Question

A radioisotope X with a half life $1.4 \times 10^9$ years decays to Y which is stable. A sample of the rock from a cave was found to contain X and Y in the ratio 1 : 7. The age of the rock is

• A. 1.96 $\times \, 10^9$years
• B. 3.92 $\times \, 10^9$years
• C. 4.20 $\times \, 10^9$years
• D. 8.40 $\times \, 10^9$years

Answer 1

The Correct Option is C

To solve this problem, we need to calculate the age of a rock sample based on the decay of a radioisotope X into a stable isotope Y. The ratio of the isotopes X and Y is given, and we are to find the age of the rock, given X's half-life.
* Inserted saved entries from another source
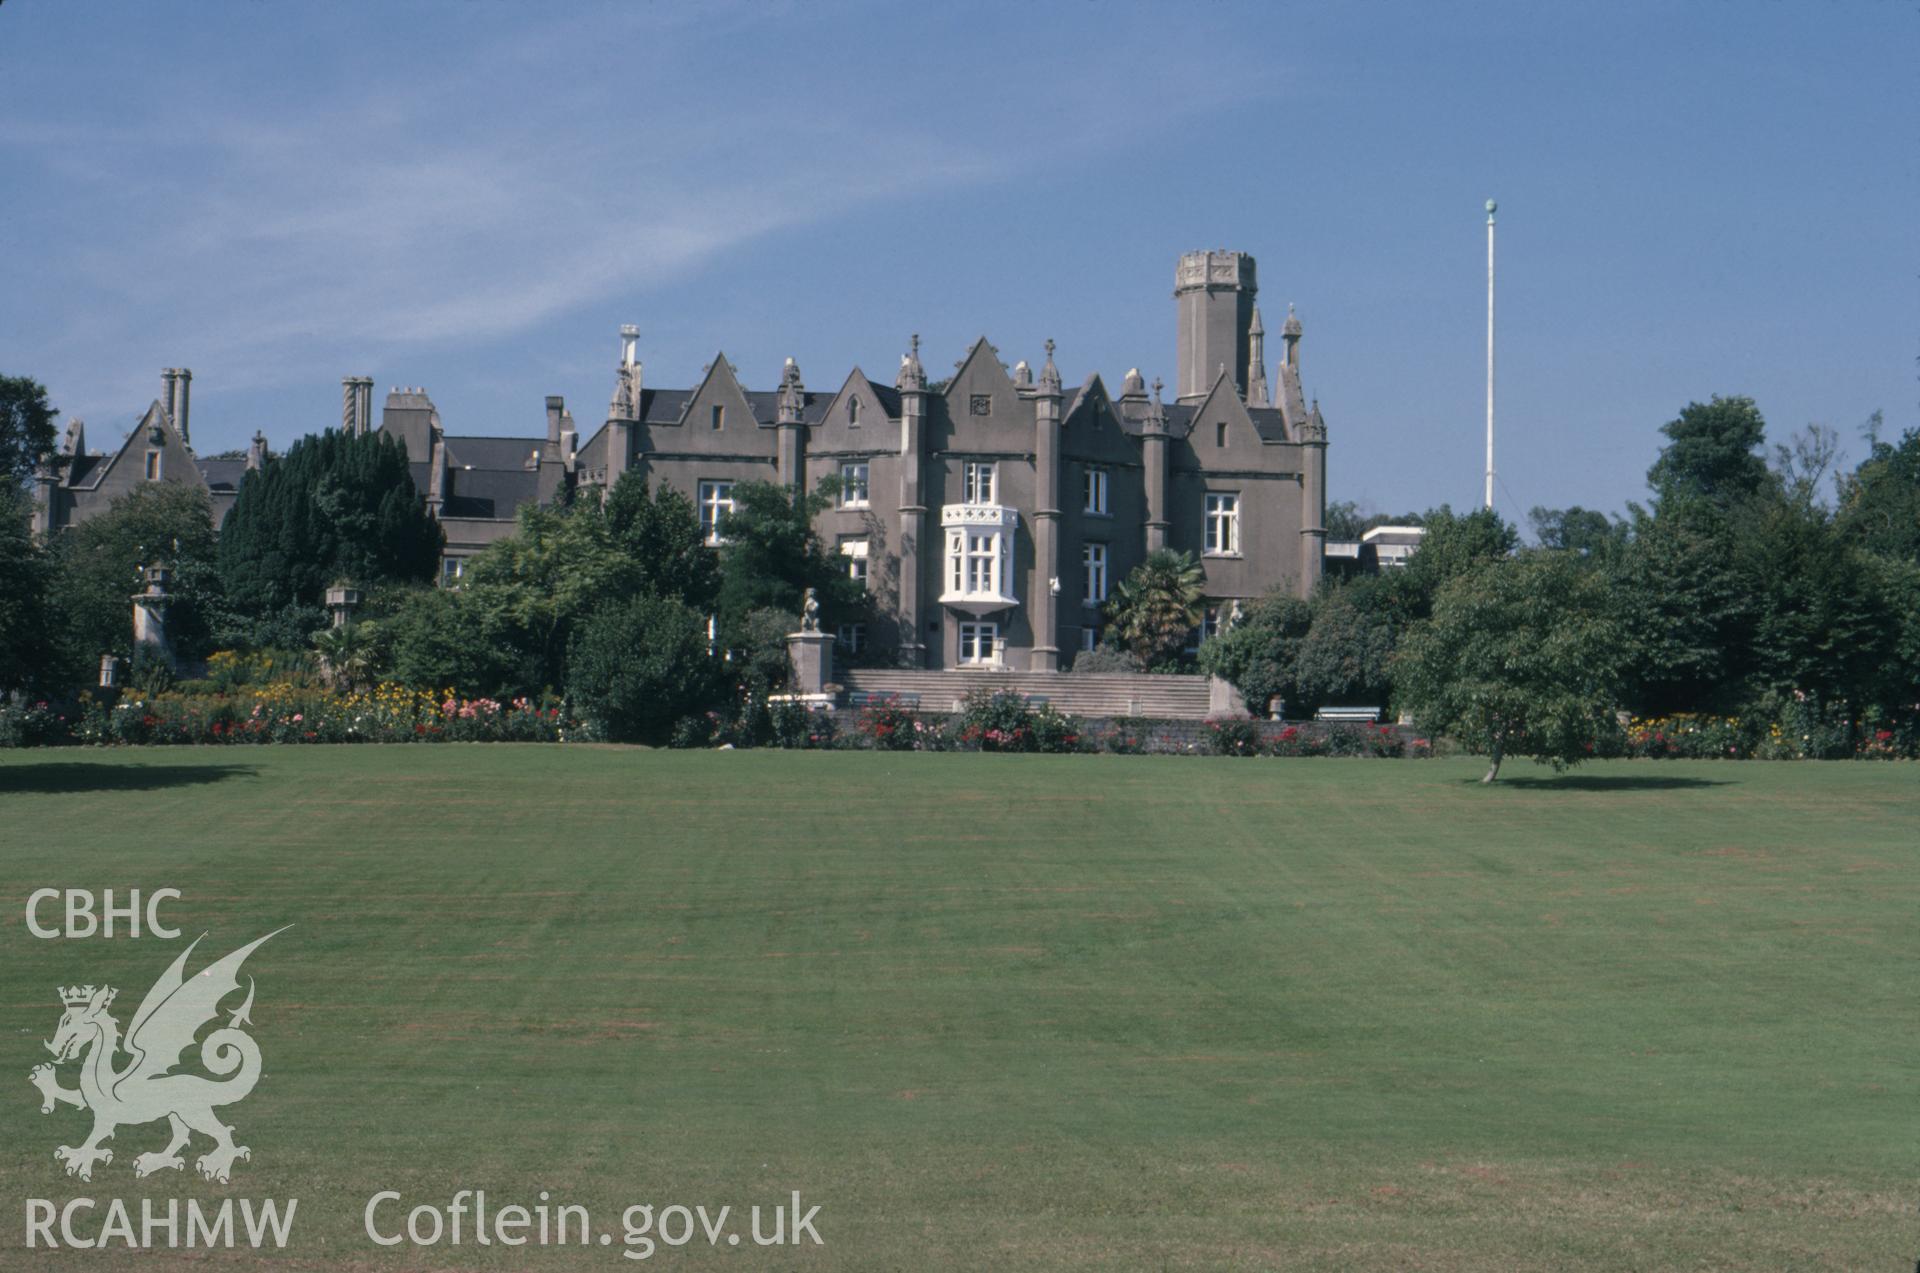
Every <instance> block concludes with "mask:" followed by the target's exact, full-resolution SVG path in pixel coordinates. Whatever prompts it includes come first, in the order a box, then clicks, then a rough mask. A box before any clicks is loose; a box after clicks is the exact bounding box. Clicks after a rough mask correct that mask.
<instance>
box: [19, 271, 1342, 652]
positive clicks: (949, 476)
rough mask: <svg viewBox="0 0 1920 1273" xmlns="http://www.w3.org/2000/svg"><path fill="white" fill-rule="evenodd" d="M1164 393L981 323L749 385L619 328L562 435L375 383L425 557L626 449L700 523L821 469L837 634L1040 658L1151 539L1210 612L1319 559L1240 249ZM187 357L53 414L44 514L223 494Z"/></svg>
mask: <svg viewBox="0 0 1920 1273" xmlns="http://www.w3.org/2000/svg"><path fill="white" fill-rule="evenodd" d="M1173 298H1175V315H1177V342H1175V348H1177V353H1175V397H1173V401H1164V390H1162V382H1160V380H1154V384H1152V386H1148V384H1146V380H1144V378H1142V374H1140V372H1139V371H1129V372H1127V374H1125V376H1123V378H1121V384H1119V392H1117V394H1114V392H1112V390H1110V388H1108V386H1106V382H1104V380H1102V378H1100V376H1098V374H1091V376H1087V378H1085V380H1083V382H1081V384H1079V386H1075V388H1068V386H1066V382H1064V378H1062V374H1060V369H1058V367H1056V365H1054V346H1052V342H1046V351H1044V359H1043V363H1041V369H1039V371H1033V369H1031V367H1029V363H1025V361H1020V363H1016V365H1014V367H1012V371H1008V367H1006V365H1004V363H1002V361H1000V357H998V351H996V349H995V348H993V346H991V344H987V340H985V338H981V340H977V342H975V344H973V348H972V349H968V353H966V357H964V359H962V361H960V363H958V367H956V371H954V374H952V376H950V378H947V380H929V376H927V372H925V369H924V367H922V363H920V338H918V336H916V338H914V340H912V346H910V348H908V351H906V353H902V355H900V365H899V371H897V372H895V376H893V382H891V384H877V382H874V380H870V378H868V376H866V374H864V372H862V371H860V369H858V367H854V369H852V371H851V372H849V374H847V378H845V380H843V382H841V384H839V388H837V390H831V392H814V390H808V388H806V384H804V382H803V376H801V369H799V367H795V363H793V361H791V359H789V361H787V365H785V369H783V371H781V374H780V384H778V388H772V390H749V388H745V386H743V384H741V380H739V374H737V371H735V369H733V365H732V363H728V359H726V355H716V357H714V361H712V363H710V365H708V367H707V372H705V376H703V378H701V382H699V384H695V386H693V388H678V390H668V388H653V386H649V384H647V382H645V376H643V369H641V361H639V357H637V344H639V338H637V332H636V328H632V326H628V328H622V332H620V361H618V365H616V367H614V382H612V401H611V405H609V409H607V420H605V424H601V428H599V430H597V432H593V436H591V438H588V440H584V442H582V440H580V434H578V430H576V426H574V420H572V415H570V413H568V409H566V405H564V401H563V399H561V397H547V403H545V407H547V413H545V415H547V419H545V432H543V434H541V436H524V438H482V436H461V434H449V432H445V430H444V428H442V422H440V413H438V411H436V409H434V403H432V399H430V397H428V396H426V394H424V392H422V390H419V388H407V390H394V392H392V394H388V397H386V403H384V407H382V413H380V422H378V428H380V430H382V432H388V434H392V436H397V438H399V440H401V442H403V444H405V447H407V453H409V457H411V461H413V478H415V484H417V486H419V488H420V492H422V493H424V497H426V507H428V511H430V513H432V515H434V516H436V518H440V524H442V526H444V530H445V541H447V547H445V559H444V578H445V580H447V582H455V580H457V578H459V574H461V570H463V566H465V561H467V559H468V557H470V555H472V553H476V551H480V549H482V547H486V545H488V543H492V541H493V540H497V538H501V536H507V534H511V532H513V528H515V515H516V509H518V507H520V505H524V503H532V501H551V499H557V497H563V495H564V493H568V492H574V493H586V492H595V490H601V492H603V490H607V488H611V486H612V484H614V482H618V480H620V478H622V476H626V474H636V476H641V478H647V480H649V482H664V484H670V486H674V488H678V490H682V492H685V493H687V497H691V499H693V501H695V507H697V509H699V516H701V524H703V526H705V528H707V534H708V536H710V540H712V541H720V540H722V538H724V536H726V518H728V513H730V509H732V505H733V488H735V486H737V484H741V482H760V480H772V482H783V484H789V486H804V488H808V490H812V488H816V486H818V484H820V480H822V478H829V476H831V478H837V480H839V493H837V497H835V505H833V507H829V509H828V511H826V513H822V515H820V518H818V532H820V536H822V538H824V540H826V541H828V545H831V547H835V549H837V551H839V553H841V555H843V557H845V561H847V570H849V572H851V574H852V576H854V578H860V580H864V582H866V586H868V589H870V591H872V593H874V614H876V622H874V624H872V630H868V626H864V624H862V626H858V628H851V630H847V632H841V634H839V637H841V643H843V645H847V647H852V649H860V647H866V645H874V647H877V649H891V651H895V653H897V655H899V661H900V664H904V666H920V668H962V666H996V668H1010V670H1033V672H1046V670H1058V668H1066V666H1068V664H1071V661H1073V655H1075V653H1077V651H1081V649H1091V647H1092V645H1094V643H1096V641H1098V639H1100V605H1102V603H1104V601H1106V597H1108V591H1110V589H1112V588H1114V586H1116V584H1117V582H1119V580H1121V578H1125V574H1127V572H1129V570H1133V566H1135V564H1139V563H1140V559H1142V557H1144V555H1146V553H1150V551H1154V549H1162V547H1169V549H1177V551H1185V553H1192V555H1194V557H1198V559H1200V563H1202V566H1204V570H1206V591H1208V601H1210V611H1208V622H1210V624H1212V622H1217V614H1221V612H1223V611H1225V609H1227V607H1231V603H1233V601H1236V599H1250V597H1258V595H1261V593H1265V591H1269V589H1273V588H1281V586H1284V588H1292V589H1296V591H1298V593H1300V595H1306V593H1308V591H1311V589H1313V586H1315V584H1317V582H1319V576H1321V570H1323V563H1325V507H1327V424H1325V420H1323V419H1321V413H1319V405H1317V403H1313V405H1309V403H1308V399H1306V396H1304V394H1302V388H1300V321H1298V319H1296V317H1294V315H1292V313H1288V317H1286V321H1284V324H1283V328H1281V349H1279V363H1277V365H1275V369H1273V378H1271V380H1269V378H1267V359H1265V326H1263V323H1261V315H1260V307H1258V305H1256V275H1254V257H1250V255H1246V253H1240V252H1192V253H1187V255H1183V257H1181V259H1179V265H1177V271H1175V288H1173ZM190 388H192V372H190V371H177V369H169V371H167V372H165V376H163V396H161V399H157V401H154V403H152V405H150V407H148V411H146V415H144V417H142V419H140V422H138V426H136V428H134V430H132V432H131V434H129V436H127V440H125V442H121V445H119V449H115V451H111V453H92V451H88V449H86V434H84V424H83V422H81V420H73V422H71V424H69V428H67V434H65V444H63V453H65V465H63V467H60V468H58V470H56V468H48V470H46V472H42V474H40V476H38V480H36V524H38V528H40V530H42V534H52V532H56V530H58V528H61V526H67V524H73V522H77V520H84V518H86V516H92V515H96V513H100V511H104V509H106V507H108V505H109V503H111V499H113V497H115V495H121V493H125V492H129V490H132V488H134V486H136V484H138V482H188V484H200V486H204V488H205V490H207V492H209V497H211V501H213V515H215V520H219V518H223V516H225V513H227V509H228V507H232V499H234V495H236V492H238V486H240V480H242V478H244V474H246V470H248V468H255V467H259V465H263V463H267V442H265V438H263V436H259V434H255V436H253V445H252V449H250V451H248V453H246V457H236V455H228V457H221V459H200V457H196V453H194V451H192V445H190V432H188V428H190ZM340 426H342V428H346V430H353V432H367V430H371V428H374V424H372V382H371V380H369V378H365V376H349V378H348V380H344V392H342V422H340Z"/></svg>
Here is the solution outlined clearly step-by-step:

1. Understand the given data:

• Half-life of isotope X, T_{1/2} = 1.4 \times 10^9 years.
• Current ratio of X to Y in the sample is 1:7, meaning for every 1 part of X, there are 7 parts of Y.

2. Use the decay formula:

We know that the decay of a radioactive isotope follows the formula:

N_t = N_0 \left(\frac{1}{2}\right)^{t/T_{1/2}}

Where N_t is the remaining quantity of the radioisotope X after time t, and N_0 is the initial quantity of X.

3. Set up the equations:

The given ratio of X to Y is 1:7, meaning only 1 part of X is left to 7 parts formed as Y:

\frac{N_t}{Y} = \frac{1}{7}

Since Y equals the amount of X that has decayed, we have:

N_0 - N_t = 7N_t

This simplifies to N_0 = 8N_t.

4. Substitute and solve for time t:

Substitute N_0 = 8N_t into the decay formula:

N_t = 8N_t \left(\frac{1}{2}\right)^{t/T_{1/2}}

Cancel N_t:

1 = 8 \left(\frac{1}{2}\right)^{t/T_{1/2}}

\left(\frac{1}{2}\right)^{t/T_{1/2}} = \frac{1}{8}

Since \frac{1}{8} = \left(\frac{1}{2}\right)^3, we equate the exponents:

\frac{t}{T_{1/2}} = 3

t = 3 \times T_{1/2}

5. Substitute for T_{1/2}:

t = 3 \times 1.4 \times 10^9 years

t = 4.2 \times 10^9 years

The age of the rock is 4.20 \times 10^9 years.